Health policy experts have long recognized the increasing corporatization of medicine, as evidenced by many of the country’s largest independent physician practices being acquired by hospitals, health systems, or health insurers.
Over the past few years, a new entity has begun acquiring physician practices at a rapid pace.
I had considered writing a thought piece about this phenomenon, but Lawrence P. Casalino, MD, PhD, and colleagues’ outstanding article, “Private Equity Acquisition of Physician Practices,” beat me to it.
The gist of the article is as follows:
Unanticipated consequences are an inevitable byproduct of broad reform, and healthcare is no exception. Case in point: the profound effect a shift toward value-based purchasing (VBP) has had on independent physician practices.
Transitioning from fee-for-service to the VBP model requires physician practices to make sweeping changes (e.g., process and workflow redesign) and substantial financial investments (e.g., enhanced technology, additional clinical and non-clinical personnel); as a result, small to mid-size independent physician practices are struggling for survival, and many of the country’s largest practices have already been acquired by a hospital, health system, insurer, or private equity firm.
Private equity firms use capital provided by pension funds, sovereign wealth funds, high-net-worth individuals, and university endowments to invest in a variety of industries, including healthcare.

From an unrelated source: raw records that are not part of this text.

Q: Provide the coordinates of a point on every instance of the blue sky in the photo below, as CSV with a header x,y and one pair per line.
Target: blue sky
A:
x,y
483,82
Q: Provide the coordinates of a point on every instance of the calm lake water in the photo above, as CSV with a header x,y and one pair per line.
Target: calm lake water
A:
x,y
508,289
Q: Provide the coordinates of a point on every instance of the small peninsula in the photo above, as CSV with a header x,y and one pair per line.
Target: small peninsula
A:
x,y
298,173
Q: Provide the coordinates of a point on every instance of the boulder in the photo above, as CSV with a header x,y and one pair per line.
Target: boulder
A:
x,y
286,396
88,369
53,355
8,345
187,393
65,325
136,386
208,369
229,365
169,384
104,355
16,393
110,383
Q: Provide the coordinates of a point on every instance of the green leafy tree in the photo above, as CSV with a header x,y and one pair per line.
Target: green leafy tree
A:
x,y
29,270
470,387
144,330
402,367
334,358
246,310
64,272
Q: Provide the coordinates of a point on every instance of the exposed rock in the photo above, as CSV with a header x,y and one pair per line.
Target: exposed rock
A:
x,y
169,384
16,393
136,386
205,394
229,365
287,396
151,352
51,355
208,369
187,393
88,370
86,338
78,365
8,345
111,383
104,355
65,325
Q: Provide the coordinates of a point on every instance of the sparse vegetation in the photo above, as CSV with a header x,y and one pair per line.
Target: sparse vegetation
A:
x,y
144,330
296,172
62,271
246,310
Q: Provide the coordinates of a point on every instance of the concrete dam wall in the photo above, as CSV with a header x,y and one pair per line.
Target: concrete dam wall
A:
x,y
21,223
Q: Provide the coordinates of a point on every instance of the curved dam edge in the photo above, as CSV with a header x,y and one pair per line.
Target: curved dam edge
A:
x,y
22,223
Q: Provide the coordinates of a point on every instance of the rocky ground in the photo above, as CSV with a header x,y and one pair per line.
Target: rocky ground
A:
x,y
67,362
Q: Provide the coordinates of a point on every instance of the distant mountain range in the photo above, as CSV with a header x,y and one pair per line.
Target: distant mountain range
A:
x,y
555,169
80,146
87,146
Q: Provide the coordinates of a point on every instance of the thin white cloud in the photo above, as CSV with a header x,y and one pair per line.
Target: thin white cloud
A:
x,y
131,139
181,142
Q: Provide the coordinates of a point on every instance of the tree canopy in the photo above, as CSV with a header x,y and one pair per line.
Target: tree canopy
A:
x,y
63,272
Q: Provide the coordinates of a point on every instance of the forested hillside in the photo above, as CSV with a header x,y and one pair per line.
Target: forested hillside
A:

To achieve their investors’ anticipated average annual returns (20% or more), private equity firms focus on acquiring “platform practices” that are large, well-managed, and reputable in the communities they serve.
Once acquired, the firm adds value to a practice by recruiting additional clinicians, acquiring smaller practices to merge with the larger practice, increasing revenue (e.g., bringing pathology services in-house for a dermatology practice), and decreasing costs (e.g., substituting other clinical professionals for physicians where appropriate).
The private equity firms typically take 60%-80% ownership and aim to re-sell the practice in 3 to 7 years; physicians who retain partial ownership share in the growth objectives and in the profits from resale.
From the start, private equity firms have focused on specialty practices with high potential for additional income from elective procedures and ancillary services, such as dermatology, urology, ophthalmology, and gastroenterology.
Recently, some of these firms have begun to invest in primary care/multispecialty practices with the goal of profiting from risk contracts under which they manage care for Medicare Advantage patients.
For example, venture-backed Oak Street Health provides value-based primary care exclusively to older adults (80% to 85% of whom are Medicare Advantage or dual eligible) in underserved urban neighborhoods.
To date, there is very little peer-reviewed evidence examining the effect of private equity acquisitions on the quality and cost of patient care, physician professionalism, or the experience of patients, physicians, and staff.
However, metrics reported by Oak Street Health suggest that private equity-backed practices can take on the sickest patients, do a great job in managing care, and make money.
Even a city like Philadelphia with its five academic medical centers should be paying close attention to private equity-backed practices whose quality and cost outcomes may equal or surpass those of the top health care systems.
Maybe these new arrangements are not really that “odd” in the final analysis!